El Informe sobre Riesgo Mundial (World Risk Report 2016) elaborado por el Instituto de Medioambiente y Seguridad Humana de la Universidad de Naciones Unidas, en colaboración con la Universidad de Stuttgart, evalúa la situación de los países ante los desastres naturales. Y según sus datos, España tiene un riesgo muy bajo. En concreto, nuestro país ocuparía la posición 143, de un total de 171, lo que implica que estamos entre los 30 mejor preparados del mundo.

Un desastre ocurre cuando un evento natural extremo golpea a una población vulnerable.
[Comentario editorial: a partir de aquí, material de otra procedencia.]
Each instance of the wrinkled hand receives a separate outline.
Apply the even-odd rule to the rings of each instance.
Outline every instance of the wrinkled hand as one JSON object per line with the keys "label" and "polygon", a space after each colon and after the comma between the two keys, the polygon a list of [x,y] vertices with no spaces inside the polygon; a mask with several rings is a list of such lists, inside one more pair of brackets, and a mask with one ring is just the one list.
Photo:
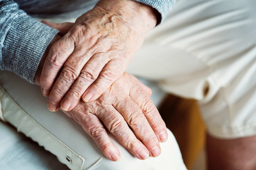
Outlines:
{"label": "wrinkled hand", "polygon": [[[49,49],[61,38],[57,35],[45,51],[36,75],[36,84],[40,84],[42,68]],[[149,88],[124,73],[97,100],[81,101],[71,111],[63,111],[81,125],[108,158],[117,161],[120,155],[104,125],[134,155],[144,159],[149,155],[159,155],[158,141],[165,142],[167,137],[165,123],[149,98],[151,94]]]}
{"label": "wrinkled hand", "polygon": [[64,111],[83,127],[109,159],[118,161],[120,153],[101,121],[135,156],[145,159],[149,154],[158,156],[158,141],[167,139],[165,124],[148,93],[149,88],[125,73],[97,100],[81,101],[71,111]]}
{"label": "wrinkled hand", "polygon": [[40,77],[49,110],[69,111],[81,98],[88,102],[99,97],[124,72],[155,26],[154,11],[133,1],[101,0],[74,24],[52,25],[63,36],[51,48]]}

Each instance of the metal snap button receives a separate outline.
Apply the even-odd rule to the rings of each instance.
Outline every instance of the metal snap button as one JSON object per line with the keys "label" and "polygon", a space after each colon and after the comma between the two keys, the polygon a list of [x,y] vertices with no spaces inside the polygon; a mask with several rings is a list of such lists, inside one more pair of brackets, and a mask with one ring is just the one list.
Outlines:
{"label": "metal snap button", "polygon": [[66,156],[66,160],[69,163],[71,163],[71,162],[72,162],[72,161],[71,161],[71,159],[70,159],[70,158],[67,156]]}

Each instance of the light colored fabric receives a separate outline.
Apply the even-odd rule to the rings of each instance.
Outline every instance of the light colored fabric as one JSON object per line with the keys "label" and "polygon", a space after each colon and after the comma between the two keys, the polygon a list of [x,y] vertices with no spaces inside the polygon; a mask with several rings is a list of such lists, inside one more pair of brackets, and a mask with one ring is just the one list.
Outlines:
{"label": "light colored fabric", "polygon": [[127,71],[199,101],[208,132],[256,135],[255,0],[179,0]]}
{"label": "light colored fabric", "polygon": [[[145,160],[135,158],[109,134],[119,150],[121,158],[117,162],[108,159],[74,120],[61,111],[53,113],[48,110],[47,98],[42,95],[39,87],[11,72],[0,74],[2,88],[0,97],[4,119],[56,155],[70,169],[187,169],[175,138],[169,130],[168,140],[160,144],[161,155]],[[67,156],[71,162],[66,159]]]}
{"label": "light colored fabric", "polygon": [[0,121],[0,169],[68,170],[54,155]]}

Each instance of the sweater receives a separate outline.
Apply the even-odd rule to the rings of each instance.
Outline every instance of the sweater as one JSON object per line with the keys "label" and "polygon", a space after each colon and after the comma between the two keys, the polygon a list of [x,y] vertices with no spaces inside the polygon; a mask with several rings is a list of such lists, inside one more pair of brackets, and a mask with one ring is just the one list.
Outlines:
{"label": "sweater", "polygon": [[[175,1],[134,0],[156,9],[161,22]],[[34,83],[42,56],[58,31],[31,17],[77,17],[97,1],[0,0],[0,70],[12,71]]]}

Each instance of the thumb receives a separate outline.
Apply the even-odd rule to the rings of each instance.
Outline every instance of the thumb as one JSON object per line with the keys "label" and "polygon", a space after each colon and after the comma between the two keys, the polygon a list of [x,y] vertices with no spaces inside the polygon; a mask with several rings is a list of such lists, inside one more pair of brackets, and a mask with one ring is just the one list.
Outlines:
{"label": "thumb", "polygon": [[42,20],[41,22],[48,26],[58,30],[60,31],[59,34],[61,36],[67,34],[75,24],[74,23],[68,22],[53,23],[44,20]]}

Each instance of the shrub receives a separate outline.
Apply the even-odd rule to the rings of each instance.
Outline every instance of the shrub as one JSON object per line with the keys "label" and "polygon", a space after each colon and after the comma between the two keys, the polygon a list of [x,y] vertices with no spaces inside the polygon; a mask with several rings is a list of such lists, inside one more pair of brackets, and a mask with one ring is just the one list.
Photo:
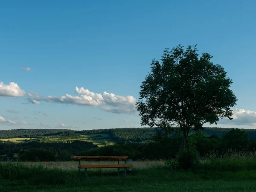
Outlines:
{"label": "shrub", "polygon": [[167,161],[166,165],[172,169],[189,169],[195,168],[199,164],[200,155],[196,150],[196,142],[193,140],[189,141],[188,148],[180,149],[174,160]]}

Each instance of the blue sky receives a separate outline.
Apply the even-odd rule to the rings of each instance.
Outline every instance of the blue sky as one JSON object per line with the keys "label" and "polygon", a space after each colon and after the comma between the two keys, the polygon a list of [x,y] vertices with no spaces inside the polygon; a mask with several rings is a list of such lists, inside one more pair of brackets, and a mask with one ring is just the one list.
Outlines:
{"label": "blue sky", "polygon": [[254,128],[256,7],[254,0],[2,1],[0,129],[139,127],[134,104],[152,59],[179,44],[197,44],[233,80],[234,119],[218,126]]}

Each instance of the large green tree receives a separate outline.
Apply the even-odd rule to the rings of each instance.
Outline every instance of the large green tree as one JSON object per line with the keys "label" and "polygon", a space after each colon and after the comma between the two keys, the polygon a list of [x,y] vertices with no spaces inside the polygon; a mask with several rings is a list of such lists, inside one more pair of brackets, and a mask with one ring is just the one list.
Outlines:
{"label": "large green tree", "polygon": [[189,130],[203,129],[207,122],[231,120],[237,99],[230,89],[232,81],[212,56],[200,56],[196,45],[166,49],[161,62],[153,60],[151,71],[142,82],[136,108],[142,125],[157,126],[167,134],[174,126],[181,131],[182,148],[187,147]]}

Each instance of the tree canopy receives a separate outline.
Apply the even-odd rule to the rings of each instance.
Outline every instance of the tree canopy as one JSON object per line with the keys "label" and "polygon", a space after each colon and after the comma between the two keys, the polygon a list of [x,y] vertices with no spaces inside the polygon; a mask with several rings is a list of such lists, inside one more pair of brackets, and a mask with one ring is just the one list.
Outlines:
{"label": "tree canopy", "polygon": [[200,56],[196,45],[183,47],[166,49],[161,62],[153,60],[136,103],[142,125],[156,126],[167,134],[177,125],[183,134],[182,148],[191,128],[199,131],[207,122],[232,119],[230,108],[237,100],[230,89],[232,80],[223,67],[211,61],[210,54]]}

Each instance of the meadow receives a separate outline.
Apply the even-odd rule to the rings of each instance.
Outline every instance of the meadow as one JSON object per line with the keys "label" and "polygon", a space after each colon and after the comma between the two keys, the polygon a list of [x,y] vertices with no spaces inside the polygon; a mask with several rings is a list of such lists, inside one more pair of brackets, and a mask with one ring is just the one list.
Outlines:
{"label": "meadow", "polygon": [[12,138],[9,139],[1,139],[0,141],[4,142],[12,142],[14,143],[25,143],[31,141],[38,142],[47,141],[48,142],[67,142],[67,141],[79,140],[92,142],[99,147],[105,146],[106,145],[113,145],[116,142],[111,140],[109,134],[90,134],[78,135],[68,138],[67,137],[61,137],[59,135],[51,135],[34,137]]}
{"label": "meadow", "polygon": [[76,161],[2,162],[0,191],[256,191],[255,153],[210,155],[201,159],[198,167],[186,171],[172,170],[165,162],[134,161],[126,177],[122,171],[116,176],[115,169],[89,169],[87,177],[83,172],[79,176]]}

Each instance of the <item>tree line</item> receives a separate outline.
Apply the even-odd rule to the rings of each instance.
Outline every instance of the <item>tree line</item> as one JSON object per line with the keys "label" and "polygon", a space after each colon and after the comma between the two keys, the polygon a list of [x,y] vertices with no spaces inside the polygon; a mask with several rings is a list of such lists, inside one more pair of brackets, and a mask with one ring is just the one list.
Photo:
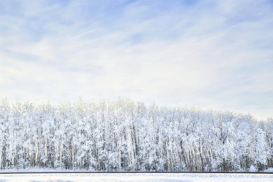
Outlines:
{"label": "tree line", "polygon": [[80,97],[0,103],[1,169],[261,170],[273,167],[273,117]]}

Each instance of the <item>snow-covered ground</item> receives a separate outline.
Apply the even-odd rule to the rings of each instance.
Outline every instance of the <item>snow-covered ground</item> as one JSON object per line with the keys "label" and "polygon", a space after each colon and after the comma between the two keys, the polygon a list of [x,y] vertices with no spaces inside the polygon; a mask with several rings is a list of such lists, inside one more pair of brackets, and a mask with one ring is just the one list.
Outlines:
{"label": "snow-covered ground", "polygon": [[0,174],[0,182],[273,181],[273,174]]}

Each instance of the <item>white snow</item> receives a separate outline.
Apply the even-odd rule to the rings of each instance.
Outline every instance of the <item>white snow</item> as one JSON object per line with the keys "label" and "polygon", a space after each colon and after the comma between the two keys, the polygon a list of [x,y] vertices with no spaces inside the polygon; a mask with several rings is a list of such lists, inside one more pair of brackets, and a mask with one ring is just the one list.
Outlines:
{"label": "white snow", "polygon": [[273,181],[273,174],[0,174],[1,182]]}

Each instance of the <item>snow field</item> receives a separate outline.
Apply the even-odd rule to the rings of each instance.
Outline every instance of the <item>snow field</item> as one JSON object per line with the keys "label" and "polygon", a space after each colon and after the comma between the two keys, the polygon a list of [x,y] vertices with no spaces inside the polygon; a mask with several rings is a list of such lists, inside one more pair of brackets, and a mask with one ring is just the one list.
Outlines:
{"label": "snow field", "polygon": [[267,182],[272,181],[273,174],[266,174],[101,173],[0,174],[0,182]]}

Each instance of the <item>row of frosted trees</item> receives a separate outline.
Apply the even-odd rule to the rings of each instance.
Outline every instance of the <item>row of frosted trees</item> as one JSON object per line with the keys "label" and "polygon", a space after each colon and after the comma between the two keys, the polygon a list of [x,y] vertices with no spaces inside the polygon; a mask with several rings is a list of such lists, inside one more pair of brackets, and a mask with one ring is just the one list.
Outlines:
{"label": "row of frosted trees", "polygon": [[273,167],[273,118],[118,98],[57,106],[0,104],[1,169],[261,170]]}

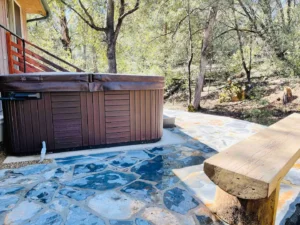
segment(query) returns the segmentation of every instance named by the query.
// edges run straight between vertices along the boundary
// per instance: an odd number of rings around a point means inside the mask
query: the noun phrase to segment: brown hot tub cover
[[[159,76],[1,75],[5,145],[11,154],[28,155],[39,154],[42,141],[47,152],[158,141],[163,88]],[[40,98],[15,97],[24,95]]]

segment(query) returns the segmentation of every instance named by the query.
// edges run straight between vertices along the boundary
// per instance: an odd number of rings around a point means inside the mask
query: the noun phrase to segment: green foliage
[[[252,109],[243,113],[243,118],[249,122],[263,124],[266,126],[276,122],[272,115],[272,111],[267,108]]]
[[[66,0],[84,15],[77,0]],[[135,0],[127,0],[126,10],[132,8]],[[238,1],[234,1],[236,10],[243,12]],[[247,65],[252,65],[260,76],[270,76],[276,72],[280,76],[300,75],[300,6],[292,4],[291,22],[288,23],[286,1],[284,7],[285,21],[281,20],[278,1],[244,0],[247,7],[255,11],[257,24],[265,24],[266,31],[255,31],[255,27],[244,13],[238,13],[243,51]],[[269,2],[269,5],[264,5]],[[106,1],[82,0],[95,24],[105,26]],[[199,72],[200,50],[203,28],[206,25],[209,6],[212,0],[190,0],[191,27],[193,33],[194,59],[192,63],[192,80]],[[213,46],[208,53],[206,77],[225,81],[229,76],[243,71],[237,34],[231,29],[234,24],[230,1],[220,1],[220,10],[213,30]],[[28,24],[29,39],[61,58],[76,64],[86,71],[107,71],[106,44],[104,34],[87,26],[73,11],[62,6],[60,0],[49,0],[50,18]],[[118,20],[119,1],[116,4],[115,22]],[[68,28],[71,37],[72,53],[65,51],[61,43],[60,9],[65,7]],[[265,8],[263,8],[265,7]],[[272,20],[264,9],[271,9]],[[117,43],[117,64],[119,73],[163,75],[169,84],[173,78],[187,79],[187,61],[189,57],[189,35],[187,1],[162,0],[141,1],[139,10],[124,20]],[[250,8],[249,8],[249,11]],[[85,17],[86,19],[89,19]],[[290,24],[290,25],[288,25]],[[266,26],[267,25],[267,26]],[[272,31],[274,30],[274,32]],[[272,33],[273,32],[273,33]],[[277,56],[279,50],[284,52],[284,59]],[[233,90],[233,93],[237,90]],[[237,91],[238,92],[238,91]],[[224,95],[224,96],[223,96]],[[252,95],[252,94],[251,94]],[[258,98],[253,94],[251,98]],[[222,94],[222,101],[228,101],[228,93]]]
[[[193,105],[188,105],[188,112],[196,112],[197,110],[194,108]]]
[[[232,83],[226,85],[219,95],[219,101],[222,102],[235,102],[245,99],[245,91],[243,85],[240,83]]]

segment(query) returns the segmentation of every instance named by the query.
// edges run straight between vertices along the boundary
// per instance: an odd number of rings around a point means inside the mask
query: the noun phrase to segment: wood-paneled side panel
[[[76,102],[73,102],[76,104]],[[82,144],[83,146],[89,145],[89,133],[88,133],[88,114],[87,114],[87,93],[80,92],[80,109],[81,109],[81,132],[82,132]]]
[[[119,110],[122,106],[129,106],[130,96],[129,91],[104,92],[105,108],[115,107],[105,112],[106,144],[129,142],[131,140],[130,110],[127,107]]]
[[[135,141],[135,94],[130,91],[130,140]]]
[[[146,139],[146,96],[145,91],[140,91],[141,102],[141,141]]]
[[[55,143],[54,143],[54,124],[53,124],[52,113],[55,108],[52,109],[50,93],[44,93],[43,99],[44,99],[44,104],[45,104],[47,148],[50,150],[53,150],[55,148]]]
[[[105,121],[105,98],[104,92],[98,92],[99,95],[99,113],[100,113],[100,141],[106,143],[106,121]],[[111,123],[112,124],[112,123]]]
[[[52,108],[49,93],[42,99],[5,101],[5,122],[14,153],[40,152],[42,141],[47,150],[54,149]],[[50,104],[49,104],[50,103]]]
[[[151,91],[151,108],[150,108],[150,118],[151,118],[151,139],[156,138],[156,99],[155,99],[156,92]]]
[[[164,107],[164,90],[159,90],[159,126],[158,126],[158,138],[163,135],[163,107]]]
[[[51,103],[53,114],[53,130],[54,130],[54,144],[56,149],[76,148],[83,145],[83,116],[80,110],[82,95],[74,92],[72,95],[65,95],[64,92],[60,94],[51,94]],[[87,98],[88,100],[88,98]],[[92,99],[91,99],[92,100]],[[64,105],[65,102],[73,102],[72,106]],[[53,105],[53,103],[56,103]],[[90,104],[87,102],[87,105]],[[64,107],[62,106],[64,105]],[[59,107],[57,107],[59,106]],[[68,110],[69,109],[69,110]],[[87,114],[89,108],[87,107]],[[79,112],[79,113],[78,113]],[[93,119],[93,118],[91,118]],[[87,129],[90,129],[90,121],[87,122]],[[71,128],[70,128],[71,127]],[[88,138],[89,141],[90,138]]]
[[[0,1],[0,23],[7,26],[7,5],[5,0]],[[5,30],[0,29],[0,74],[8,74],[7,48]]]
[[[151,139],[151,91],[146,91],[146,140]]]
[[[18,130],[20,135],[20,150],[22,152],[26,152],[27,149],[27,140],[25,138],[26,130],[25,130],[25,113],[24,106],[22,101],[16,101],[16,110],[17,110],[17,119],[18,119]]]
[[[89,145],[95,145],[93,93],[87,93]]]
[[[135,140],[141,140],[141,93],[135,91]]]

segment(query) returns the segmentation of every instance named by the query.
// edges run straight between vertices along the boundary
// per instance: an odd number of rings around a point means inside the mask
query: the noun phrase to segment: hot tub
[[[91,73],[1,75],[10,154],[156,142],[164,78]]]

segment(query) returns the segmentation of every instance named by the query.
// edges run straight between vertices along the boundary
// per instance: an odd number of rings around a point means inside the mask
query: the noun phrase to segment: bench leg
[[[249,200],[237,198],[217,187],[214,213],[234,225],[274,225],[280,186],[269,198]]]

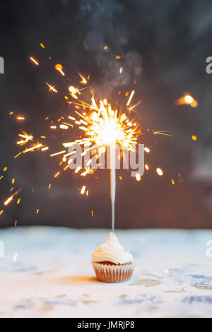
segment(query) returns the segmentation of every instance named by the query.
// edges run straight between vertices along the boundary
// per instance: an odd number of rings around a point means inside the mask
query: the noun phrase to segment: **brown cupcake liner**
[[[96,277],[102,283],[122,283],[129,280],[134,271],[134,263],[107,265],[91,262]]]

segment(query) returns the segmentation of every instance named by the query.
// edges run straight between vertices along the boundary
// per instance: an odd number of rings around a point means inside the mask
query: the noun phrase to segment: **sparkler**
[[[42,49],[45,47],[43,44],[40,43],[40,46]],[[107,46],[105,46],[104,49],[107,50]],[[121,55],[117,55],[115,58],[117,60],[122,59]],[[51,59],[50,57],[49,57]],[[40,64],[38,61],[34,57],[30,58],[31,62],[38,67]],[[54,66],[54,69],[57,71],[62,76],[66,76],[63,67],[61,64],[57,64]],[[121,67],[119,69],[119,73],[122,73],[124,69]],[[80,78],[80,84],[86,85],[88,84],[90,79],[90,75],[85,78],[80,72],[76,71]],[[136,80],[134,84],[136,84]],[[48,82],[45,82],[49,91],[53,93],[59,93],[57,88],[55,85],[50,84]],[[69,95],[72,100],[69,100],[69,97],[66,95],[64,96],[66,102],[68,105],[72,105],[74,107],[74,114],[66,114],[64,117],[60,117],[58,119],[58,122],[55,124],[55,121],[51,121],[49,117],[46,117],[45,120],[48,121],[48,127],[54,131],[54,133],[57,133],[58,131],[56,129],[63,130],[65,134],[69,133],[69,130],[73,127],[78,126],[78,130],[81,133],[80,138],[75,139],[73,141],[66,141],[62,143],[63,148],[60,151],[56,151],[53,153],[49,154],[51,158],[61,158],[59,162],[59,165],[62,166],[62,170],[58,170],[55,172],[53,177],[54,179],[59,177],[63,171],[66,171],[69,167],[73,163],[74,160],[75,152],[69,152],[67,148],[73,146],[77,144],[78,146],[83,148],[82,156],[85,156],[87,152],[91,153],[92,158],[87,160],[86,168],[83,170],[81,167],[77,167],[75,170],[76,174],[80,174],[81,176],[85,177],[88,174],[92,174],[95,170],[95,167],[92,167],[92,160],[94,158],[96,161],[100,160],[101,156],[106,150],[108,150],[110,155],[110,201],[112,207],[112,230],[114,232],[114,205],[115,205],[115,194],[116,194],[116,146],[119,145],[122,151],[124,150],[136,150],[136,146],[137,140],[139,135],[141,134],[141,131],[139,129],[139,124],[137,124],[137,121],[133,119],[131,115],[131,112],[134,111],[136,107],[139,106],[141,102],[136,103],[134,105],[131,105],[131,101],[135,94],[135,90],[126,92],[125,97],[128,97],[126,103],[125,111],[119,112],[117,109],[113,109],[111,104],[110,104],[106,99],[97,101],[94,97],[94,93],[91,90],[91,102],[88,103],[83,100],[82,95],[83,88],[75,87],[73,85],[69,86],[68,88],[68,95]],[[121,95],[122,92],[119,91],[118,94]],[[189,105],[192,107],[196,107],[198,105],[197,102],[190,95],[185,95],[175,102],[175,105]],[[13,112],[11,112],[9,115],[13,114]],[[23,116],[16,117],[16,119],[21,123],[25,122],[25,118]],[[60,124],[59,124],[60,122]],[[70,123],[71,122],[71,123]],[[172,137],[165,131],[154,130],[151,131],[153,134],[165,135]],[[45,134],[45,133],[44,133]],[[64,135],[65,135],[65,134]],[[49,150],[50,147],[47,146],[48,144],[42,144],[34,139],[34,135],[28,134],[26,132],[22,131],[19,134],[18,137],[20,141],[17,141],[17,145],[22,146],[23,145],[28,145],[30,146],[25,148],[25,150],[18,153],[14,158],[18,158],[19,155],[22,155],[24,153],[28,152],[34,152],[35,150],[40,150],[42,152],[47,152]],[[64,136],[64,137],[66,137]],[[40,138],[45,139],[46,136],[40,136]],[[193,135],[192,136],[192,140],[196,141],[196,136]],[[65,150],[66,148],[66,150]],[[151,149],[148,147],[145,147],[145,152],[149,153]],[[121,158],[121,156],[120,156]],[[64,164],[66,166],[64,167]],[[149,170],[151,166],[145,165],[145,169]],[[155,170],[156,173],[158,176],[162,177],[163,175],[163,171],[161,168],[158,167]],[[4,177],[1,176],[0,179]],[[180,176],[179,177],[180,177]],[[122,177],[119,177],[120,179],[122,179]],[[139,182],[141,181],[141,175],[137,174],[136,179]],[[14,184],[15,181],[12,182]],[[172,184],[175,184],[174,179],[171,179]],[[51,184],[47,184],[48,190],[51,189]],[[15,194],[8,197],[4,202],[4,206],[6,206],[9,203],[13,201],[15,196],[16,196],[21,189],[19,189]],[[88,195],[88,190],[87,190],[86,186],[83,186],[81,189],[81,195]],[[19,204],[20,198],[17,201],[17,204]],[[36,213],[37,214],[40,209],[37,209]],[[0,215],[4,213],[2,210],[0,212]],[[91,211],[92,218],[94,217],[94,211]]]

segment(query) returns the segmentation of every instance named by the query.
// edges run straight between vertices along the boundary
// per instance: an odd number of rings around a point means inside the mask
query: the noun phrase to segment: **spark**
[[[166,132],[164,131],[160,131],[160,130],[158,130],[158,131],[153,131],[153,134],[154,134],[155,135],[159,134],[159,135],[165,135],[165,136],[166,136],[174,137],[173,135],[170,135],[170,134],[167,134],[167,133],[166,133]]]
[[[161,168],[159,168],[159,167],[157,168],[156,172],[157,172],[157,173],[158,174],[158,175],[159,175],[160,177],[162,177],[162,176],[163,175],[163,170],[161,170]]]
[[[47,150],[49,150],[49,147],[48,146],[45,146],[45,148],[42,148],[41,149],[42,151],[46,151]]]
[[[50,155],[50,157],[55,157],[55,155],[62,155],[64,153],[66,153],[66,150],[64,150],[64,151],[59,151],[59,152],[57,152],[57,153],[54,153],[53,155]]]
[[[38,61],[37,61],[37,60],[35,60],[35,59],[34,59],[33,57],[31,57],[30,58],[30,59],[33,62],[34,62],[34,64],[35,64],[36,66],[39,66]]]
[[[147,153],[149,153],[151,150],[150,150],[150,149],[149,149],[148,148],[145,147],[145,148],[144,148],[144,151],[146,152]]]
[[[136,174],[136,181],[141,181],[141,175],[139,173],[137,173]]]
[[[61,129],[66,129],[67,130],[67,129],[69,129],[69,126],[67,126],[66,124],[61,124],[59,126],[59,128]]]
[[[83,194],[85,194],[86,189],[86,186],[83,186],[82,187],[81,191],[81,195],[83,195]]]
[[[184,104],[189,105],[192,106],[192,107],[196,107],[198,106],[197,101],[195,100],[195,99],[189,94],[184,95],[183,97],[181,97],[175,102],[175,105],[177,106],[179,106]]]
[[[25,120],[25,117],[17,117],[17,120],[23,121],[23,120]]]
[[[20,191],[21,191],[21,188],[20,189],[18,189],[16,192],[13,194],[10,197],[8,197],[8,198],[7,198],[6,201],[5,201],[5,202],[4,203],[4,205],[5,206],[8,205],[8,203],[11,203],[13,201],[15,196],[18,195],[20,193]]]
[[[132,98],[133,98],[133,96],[134,95],[134,93],[135,93],[135,90],[133,90],[132,92],[131,93],[131,95],[130,95],[129,98],[129,100],[128,100],[128,102],[127,102],[127,103],[126,103],[126,106],[129,106],[129,105],[130,105],[130,103],[131,103],[131,100],[132,100]]]
[[[30,151],[33,151],[35,149],[37,149],[39,148],[40,148],[41,146],[42,146],[42,144],[37,144],[37,146],[33,146],[32,148],[30,148],[28,149],[26,149],[26,150],[24,150],[23,151],[22,151],[22,153],[26,153],[28,152],[30,152]]]
[[[62,71],[63,66],[62,66],[61,64],[56,64],[56,66],[55,66],[55,69],[56,69],[57,71],[59,71],[63,76],[65,76],[64,72]]]
[[[54,93],[57,93],[57,90],[55,89],[55,86],[50,85],[50,84],[49,84],[47,82],[46,82],[46,84],[49,88],[49,91],[53,91]]]
[[[78,76],[81,77],[81,78],[82,79],[82,81],[80,82],[81,84],[87,84],[87,81],[86,80],[86,78],[83,76],[83,75],[77,71],[77,73],[78,74]]]

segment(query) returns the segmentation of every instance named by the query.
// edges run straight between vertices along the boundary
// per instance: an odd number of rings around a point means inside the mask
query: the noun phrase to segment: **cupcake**
[[[92,254],[92,265],[97,278],[103,283],[120,283],[130,279],[134,271],[134,258],[125,251],[113,232]]]

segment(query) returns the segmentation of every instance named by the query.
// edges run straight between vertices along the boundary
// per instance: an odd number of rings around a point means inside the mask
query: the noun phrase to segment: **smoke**
[[[89,18],[84,47],[93,52],[93,61],[100,72],[97,93],[101,90],[110,94],[114,88],[127,85],[141,76],[141,54],[134,49],[127,50],[130,36],[124,9],[123,4],[114,0],[81,2],[82,20]],[[116,59],[117,55],[122,57],[120,60]],[[120,76],[121,67],[124,69]]]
El índice de Naciones Unidas muestra que las zonas con más alto riesgo son Oceanía, el sudeste de Asia, América Central y del Sur y el Sahel. Países como las Islas Salomón (puesto 6 en el índice) o Papúa-Nueva Guinea (10) están muy fuertemente expuestos a los peligros naturales y son, además, muy vulnerables por su situación económica y social.

Infraestructuras
Australia es un ejemplo de cómo un país expuesto a sequías, terremotos y aumento del nivel del mar reduce el riesgo de desastre gracias a sus infraestructuras (energía, telecomunicaciones, transportes, salud, abastecimiento de agua y alimentos, finanzas y seguros, Administración Pública y medios de comunicación).

Aún así, no se puede compensar por completo el riesgo; es el caso de Japón, que a pesar de su inversión en prevención muestra una exposición extrema a terremotos e inundaciones y, por ello, ocupa el puesto 17. Liberia (56) o Zambia (66) muestran la situación inversa; están débilmente expuestos pero cualquier evento natural puede acabar en desastre por la falta de infraestructuras. Los países con menor riesgo de desastre son Arabia Saudita (169), Malta (170) y Qatar (171).